The end caps 603a, 603b, 603c, 604a, 604b, 604c typically have one or more input/output ports as indicated by double arrows 610a, 610b, 610c and 611a, 611b, 611c.  The intensifier 601 is shown with multiple moveable pistons 620a, 620b, 620c with
appropriate seals 621a, 621b, 621c to separate the six working chambers 630a, 630b, 630c and 631a, 631b, 631c.  Shown attached to each of the moveable pistons 620a, 620b, 620c is a piston rod 640a, 640b, 640c that passes through a respective end cap
604a, 604b, 604c with appropriate rod seals 641a, 641b, 641c.  The piston rods 640a, 640b are attached to a common block 650 such that the piston rods and pistons move together.  The piston rods 640a, 640b, 640c are shown as longer in length than a
single honed tube and associated end caps, such that the rod 640 may extend fully and the rod seals 641 on the end caps 604a, 604b, 604c are easily accessible for maintenance.  Additionally, the fluid in compartments 630a, 631a is completely separate
from the fluid in compartments 630b, 631b and also completely separate from the fluid in compartments 630c, 631c, such that they do not mix and have no chance of contamination (e.g., air in compartments 630a, 631a, 630c, and 631c would never be
contaminated with oil in compartments 630b and 631b, alleviating any worries of explosion from oil contamination that might occur in a standard intensifier 201 when driven hydraulic fluid is used to rapidly pressurize air).
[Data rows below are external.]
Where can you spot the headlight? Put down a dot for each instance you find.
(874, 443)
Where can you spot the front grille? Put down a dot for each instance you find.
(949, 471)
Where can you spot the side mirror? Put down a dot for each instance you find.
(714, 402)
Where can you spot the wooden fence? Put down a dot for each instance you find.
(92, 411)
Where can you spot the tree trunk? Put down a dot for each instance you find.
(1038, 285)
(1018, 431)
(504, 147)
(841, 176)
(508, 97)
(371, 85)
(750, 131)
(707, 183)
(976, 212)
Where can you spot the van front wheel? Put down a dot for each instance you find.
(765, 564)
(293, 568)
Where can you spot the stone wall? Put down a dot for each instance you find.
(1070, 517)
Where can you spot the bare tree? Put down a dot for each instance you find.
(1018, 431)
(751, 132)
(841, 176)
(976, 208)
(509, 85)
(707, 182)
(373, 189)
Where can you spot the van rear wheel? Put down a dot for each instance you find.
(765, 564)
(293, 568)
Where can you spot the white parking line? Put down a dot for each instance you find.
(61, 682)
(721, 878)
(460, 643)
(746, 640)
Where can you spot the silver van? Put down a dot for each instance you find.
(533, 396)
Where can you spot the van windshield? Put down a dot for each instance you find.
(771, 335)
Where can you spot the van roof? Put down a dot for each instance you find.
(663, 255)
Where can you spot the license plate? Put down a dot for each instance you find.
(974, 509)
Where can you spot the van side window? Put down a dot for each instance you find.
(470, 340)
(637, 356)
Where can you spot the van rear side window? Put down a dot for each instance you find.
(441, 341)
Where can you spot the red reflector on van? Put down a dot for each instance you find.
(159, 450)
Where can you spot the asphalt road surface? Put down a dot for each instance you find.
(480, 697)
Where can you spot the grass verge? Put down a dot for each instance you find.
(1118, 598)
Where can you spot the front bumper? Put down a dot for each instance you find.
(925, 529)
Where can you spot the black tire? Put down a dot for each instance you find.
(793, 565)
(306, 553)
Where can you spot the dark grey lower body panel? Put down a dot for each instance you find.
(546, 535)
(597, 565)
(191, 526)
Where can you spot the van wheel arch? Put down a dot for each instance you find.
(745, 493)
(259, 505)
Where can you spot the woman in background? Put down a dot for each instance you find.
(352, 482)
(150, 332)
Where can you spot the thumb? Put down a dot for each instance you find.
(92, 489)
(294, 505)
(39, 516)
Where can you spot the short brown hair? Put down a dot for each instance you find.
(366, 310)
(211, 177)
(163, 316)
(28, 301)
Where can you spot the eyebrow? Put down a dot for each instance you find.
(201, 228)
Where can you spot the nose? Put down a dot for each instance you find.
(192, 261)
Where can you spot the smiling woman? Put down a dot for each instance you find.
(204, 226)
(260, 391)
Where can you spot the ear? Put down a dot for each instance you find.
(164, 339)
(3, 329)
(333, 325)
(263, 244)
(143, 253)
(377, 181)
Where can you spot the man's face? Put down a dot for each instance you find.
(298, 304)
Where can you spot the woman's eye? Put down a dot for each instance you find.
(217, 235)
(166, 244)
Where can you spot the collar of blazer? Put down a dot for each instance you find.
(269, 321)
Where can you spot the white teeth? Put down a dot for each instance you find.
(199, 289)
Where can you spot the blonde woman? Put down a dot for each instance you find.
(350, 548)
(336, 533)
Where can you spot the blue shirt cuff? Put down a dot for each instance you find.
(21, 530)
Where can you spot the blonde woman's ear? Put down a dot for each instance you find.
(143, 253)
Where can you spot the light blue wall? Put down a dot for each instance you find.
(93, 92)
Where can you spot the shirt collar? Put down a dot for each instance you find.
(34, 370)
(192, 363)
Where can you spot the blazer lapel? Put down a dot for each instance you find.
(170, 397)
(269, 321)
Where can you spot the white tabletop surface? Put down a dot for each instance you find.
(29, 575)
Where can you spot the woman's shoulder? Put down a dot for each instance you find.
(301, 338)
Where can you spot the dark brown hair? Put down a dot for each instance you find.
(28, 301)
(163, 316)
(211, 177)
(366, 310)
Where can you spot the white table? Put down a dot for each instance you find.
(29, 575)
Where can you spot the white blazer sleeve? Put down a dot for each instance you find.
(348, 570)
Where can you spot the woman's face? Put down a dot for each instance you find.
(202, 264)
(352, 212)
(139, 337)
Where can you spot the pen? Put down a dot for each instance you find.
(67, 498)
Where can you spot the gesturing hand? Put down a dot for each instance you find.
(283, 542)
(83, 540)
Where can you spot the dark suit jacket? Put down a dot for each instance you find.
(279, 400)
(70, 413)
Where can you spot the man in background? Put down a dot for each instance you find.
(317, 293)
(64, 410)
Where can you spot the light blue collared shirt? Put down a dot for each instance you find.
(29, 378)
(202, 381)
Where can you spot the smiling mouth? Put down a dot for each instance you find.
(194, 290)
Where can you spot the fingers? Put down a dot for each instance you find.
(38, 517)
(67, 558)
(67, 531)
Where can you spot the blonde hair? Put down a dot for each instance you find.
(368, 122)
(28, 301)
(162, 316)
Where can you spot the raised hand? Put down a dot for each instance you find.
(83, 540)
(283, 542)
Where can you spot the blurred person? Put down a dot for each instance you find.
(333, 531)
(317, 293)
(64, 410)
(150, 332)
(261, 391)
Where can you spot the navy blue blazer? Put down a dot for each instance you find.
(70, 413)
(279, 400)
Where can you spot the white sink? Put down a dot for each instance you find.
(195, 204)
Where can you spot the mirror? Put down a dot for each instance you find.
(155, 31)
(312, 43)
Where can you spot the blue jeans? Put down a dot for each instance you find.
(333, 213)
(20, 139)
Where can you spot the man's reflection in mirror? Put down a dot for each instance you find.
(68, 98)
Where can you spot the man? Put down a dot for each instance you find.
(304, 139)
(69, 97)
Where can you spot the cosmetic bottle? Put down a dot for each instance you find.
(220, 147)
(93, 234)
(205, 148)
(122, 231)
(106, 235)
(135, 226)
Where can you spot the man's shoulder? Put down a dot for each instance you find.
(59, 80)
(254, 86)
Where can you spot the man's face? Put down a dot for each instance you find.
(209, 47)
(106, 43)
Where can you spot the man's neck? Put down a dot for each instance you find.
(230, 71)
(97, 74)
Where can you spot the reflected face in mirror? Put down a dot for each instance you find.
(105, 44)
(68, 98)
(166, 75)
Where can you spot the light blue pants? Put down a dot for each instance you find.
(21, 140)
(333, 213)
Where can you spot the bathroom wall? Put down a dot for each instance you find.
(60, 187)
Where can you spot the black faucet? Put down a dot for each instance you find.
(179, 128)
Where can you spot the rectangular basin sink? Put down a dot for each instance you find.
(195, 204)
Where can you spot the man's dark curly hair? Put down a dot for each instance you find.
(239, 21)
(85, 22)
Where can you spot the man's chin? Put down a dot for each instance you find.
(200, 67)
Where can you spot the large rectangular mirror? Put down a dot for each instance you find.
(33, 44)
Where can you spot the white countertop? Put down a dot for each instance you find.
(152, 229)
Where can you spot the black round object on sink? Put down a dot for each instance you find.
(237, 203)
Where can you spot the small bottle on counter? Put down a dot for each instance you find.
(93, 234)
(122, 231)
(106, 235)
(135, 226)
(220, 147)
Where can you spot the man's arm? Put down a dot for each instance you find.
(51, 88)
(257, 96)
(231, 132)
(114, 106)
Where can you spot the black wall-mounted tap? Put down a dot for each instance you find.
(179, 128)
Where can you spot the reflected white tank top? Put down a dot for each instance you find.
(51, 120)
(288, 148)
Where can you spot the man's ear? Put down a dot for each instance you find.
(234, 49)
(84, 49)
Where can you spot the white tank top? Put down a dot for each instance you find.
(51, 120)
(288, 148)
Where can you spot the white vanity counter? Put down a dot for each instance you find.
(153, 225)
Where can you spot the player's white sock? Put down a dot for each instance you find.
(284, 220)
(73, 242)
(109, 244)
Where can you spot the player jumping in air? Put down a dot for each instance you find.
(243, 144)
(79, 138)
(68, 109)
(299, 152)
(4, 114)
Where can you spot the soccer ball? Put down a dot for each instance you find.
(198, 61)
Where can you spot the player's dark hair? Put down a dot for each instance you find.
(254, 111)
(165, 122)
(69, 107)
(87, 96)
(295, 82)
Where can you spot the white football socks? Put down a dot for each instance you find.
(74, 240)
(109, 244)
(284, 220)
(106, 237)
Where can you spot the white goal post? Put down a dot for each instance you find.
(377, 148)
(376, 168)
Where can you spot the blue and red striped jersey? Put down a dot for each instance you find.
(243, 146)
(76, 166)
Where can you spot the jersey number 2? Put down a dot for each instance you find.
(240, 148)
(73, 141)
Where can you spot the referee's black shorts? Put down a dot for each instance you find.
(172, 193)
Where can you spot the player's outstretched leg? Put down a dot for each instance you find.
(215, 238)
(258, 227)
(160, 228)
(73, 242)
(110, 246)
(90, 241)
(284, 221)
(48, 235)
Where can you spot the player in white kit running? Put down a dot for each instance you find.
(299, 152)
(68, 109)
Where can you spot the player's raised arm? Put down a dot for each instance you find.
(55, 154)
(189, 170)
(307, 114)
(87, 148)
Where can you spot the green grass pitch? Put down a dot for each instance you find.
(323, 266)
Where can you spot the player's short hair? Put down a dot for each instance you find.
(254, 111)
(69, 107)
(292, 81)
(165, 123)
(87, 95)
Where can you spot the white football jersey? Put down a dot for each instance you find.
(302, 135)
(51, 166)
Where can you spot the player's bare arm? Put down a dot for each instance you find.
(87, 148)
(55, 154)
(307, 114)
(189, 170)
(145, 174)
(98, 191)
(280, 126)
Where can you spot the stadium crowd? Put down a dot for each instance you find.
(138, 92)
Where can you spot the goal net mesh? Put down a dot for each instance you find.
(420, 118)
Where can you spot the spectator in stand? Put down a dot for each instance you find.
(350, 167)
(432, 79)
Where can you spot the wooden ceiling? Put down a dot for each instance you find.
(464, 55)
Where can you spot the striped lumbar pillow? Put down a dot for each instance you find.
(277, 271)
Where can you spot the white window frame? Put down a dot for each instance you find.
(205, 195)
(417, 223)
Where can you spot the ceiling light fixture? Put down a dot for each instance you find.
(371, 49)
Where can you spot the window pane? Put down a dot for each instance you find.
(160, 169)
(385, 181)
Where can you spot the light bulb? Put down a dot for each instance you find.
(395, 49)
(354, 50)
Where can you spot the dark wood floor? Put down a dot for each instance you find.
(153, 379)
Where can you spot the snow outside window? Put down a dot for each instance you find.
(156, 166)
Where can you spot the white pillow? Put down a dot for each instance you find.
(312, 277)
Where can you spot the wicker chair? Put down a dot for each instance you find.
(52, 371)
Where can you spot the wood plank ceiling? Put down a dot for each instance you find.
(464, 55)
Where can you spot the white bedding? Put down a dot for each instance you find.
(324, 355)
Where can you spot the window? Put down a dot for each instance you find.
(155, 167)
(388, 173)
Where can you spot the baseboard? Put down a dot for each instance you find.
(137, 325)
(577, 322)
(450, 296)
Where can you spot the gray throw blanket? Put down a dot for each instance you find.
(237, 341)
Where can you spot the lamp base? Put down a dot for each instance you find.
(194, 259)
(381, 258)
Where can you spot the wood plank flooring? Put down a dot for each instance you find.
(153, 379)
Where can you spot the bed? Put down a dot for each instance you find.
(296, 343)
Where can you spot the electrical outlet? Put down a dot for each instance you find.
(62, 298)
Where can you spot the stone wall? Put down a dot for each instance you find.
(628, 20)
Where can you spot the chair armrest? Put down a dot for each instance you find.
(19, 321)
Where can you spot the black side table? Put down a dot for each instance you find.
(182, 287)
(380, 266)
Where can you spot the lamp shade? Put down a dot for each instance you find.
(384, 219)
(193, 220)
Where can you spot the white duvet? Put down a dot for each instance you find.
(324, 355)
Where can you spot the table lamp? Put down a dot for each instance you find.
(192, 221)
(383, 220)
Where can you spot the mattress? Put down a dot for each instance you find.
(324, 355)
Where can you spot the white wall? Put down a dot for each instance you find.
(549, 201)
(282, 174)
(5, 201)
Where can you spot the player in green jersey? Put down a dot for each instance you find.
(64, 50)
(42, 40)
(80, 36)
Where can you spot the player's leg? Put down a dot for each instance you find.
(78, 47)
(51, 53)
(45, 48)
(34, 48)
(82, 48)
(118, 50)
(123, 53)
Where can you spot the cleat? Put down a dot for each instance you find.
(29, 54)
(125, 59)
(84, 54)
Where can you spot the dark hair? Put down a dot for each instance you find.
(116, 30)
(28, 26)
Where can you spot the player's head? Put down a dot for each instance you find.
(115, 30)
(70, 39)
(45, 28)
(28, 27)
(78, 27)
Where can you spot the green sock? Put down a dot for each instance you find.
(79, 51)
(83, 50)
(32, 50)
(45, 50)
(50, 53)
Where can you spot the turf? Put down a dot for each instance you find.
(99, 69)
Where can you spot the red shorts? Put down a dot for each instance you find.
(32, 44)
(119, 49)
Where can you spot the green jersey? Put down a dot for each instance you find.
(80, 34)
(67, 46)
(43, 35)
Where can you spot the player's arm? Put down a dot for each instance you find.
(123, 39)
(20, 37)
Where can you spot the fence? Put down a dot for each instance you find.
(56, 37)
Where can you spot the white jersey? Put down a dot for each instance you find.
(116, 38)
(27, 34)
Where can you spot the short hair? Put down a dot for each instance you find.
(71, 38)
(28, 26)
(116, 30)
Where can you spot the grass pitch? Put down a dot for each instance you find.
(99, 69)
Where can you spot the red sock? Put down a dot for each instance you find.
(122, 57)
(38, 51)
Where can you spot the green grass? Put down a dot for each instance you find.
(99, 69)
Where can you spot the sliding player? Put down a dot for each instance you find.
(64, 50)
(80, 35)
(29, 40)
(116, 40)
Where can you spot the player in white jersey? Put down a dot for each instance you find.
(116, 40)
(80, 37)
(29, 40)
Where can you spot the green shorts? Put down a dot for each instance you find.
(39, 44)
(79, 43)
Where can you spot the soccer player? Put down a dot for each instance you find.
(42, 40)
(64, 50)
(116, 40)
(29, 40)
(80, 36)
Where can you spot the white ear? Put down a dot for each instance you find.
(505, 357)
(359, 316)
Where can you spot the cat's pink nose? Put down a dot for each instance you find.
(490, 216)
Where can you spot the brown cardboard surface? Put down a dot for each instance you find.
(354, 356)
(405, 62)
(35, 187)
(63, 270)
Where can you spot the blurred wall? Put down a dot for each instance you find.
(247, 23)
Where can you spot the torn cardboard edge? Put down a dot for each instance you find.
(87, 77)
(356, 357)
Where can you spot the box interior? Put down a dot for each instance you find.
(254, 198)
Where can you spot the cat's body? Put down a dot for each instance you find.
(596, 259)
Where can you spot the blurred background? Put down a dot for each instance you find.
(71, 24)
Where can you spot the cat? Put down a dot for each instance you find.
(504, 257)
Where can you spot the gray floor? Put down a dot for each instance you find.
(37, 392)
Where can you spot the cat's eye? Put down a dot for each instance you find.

 The above-described cylinder embodiments may be utilized in a variety of energy-storage and recovery systems, as disclosed herein.  FIG. 7 is a schematic cross-sectional diagram of a method for using pressurized stored gas to operate
double-acting pneumatic cylinders and a double-acting hydraulic cylinder to generate electricity according to various embodiments of the invention.  If the motor/generator is operated as a motor rather than as a generator, the identical mechanism can
employ electricity to produce pressurized stored gas.  FIG. 7 shows the mechanism being operated to produce electricity from stored pressurized gas.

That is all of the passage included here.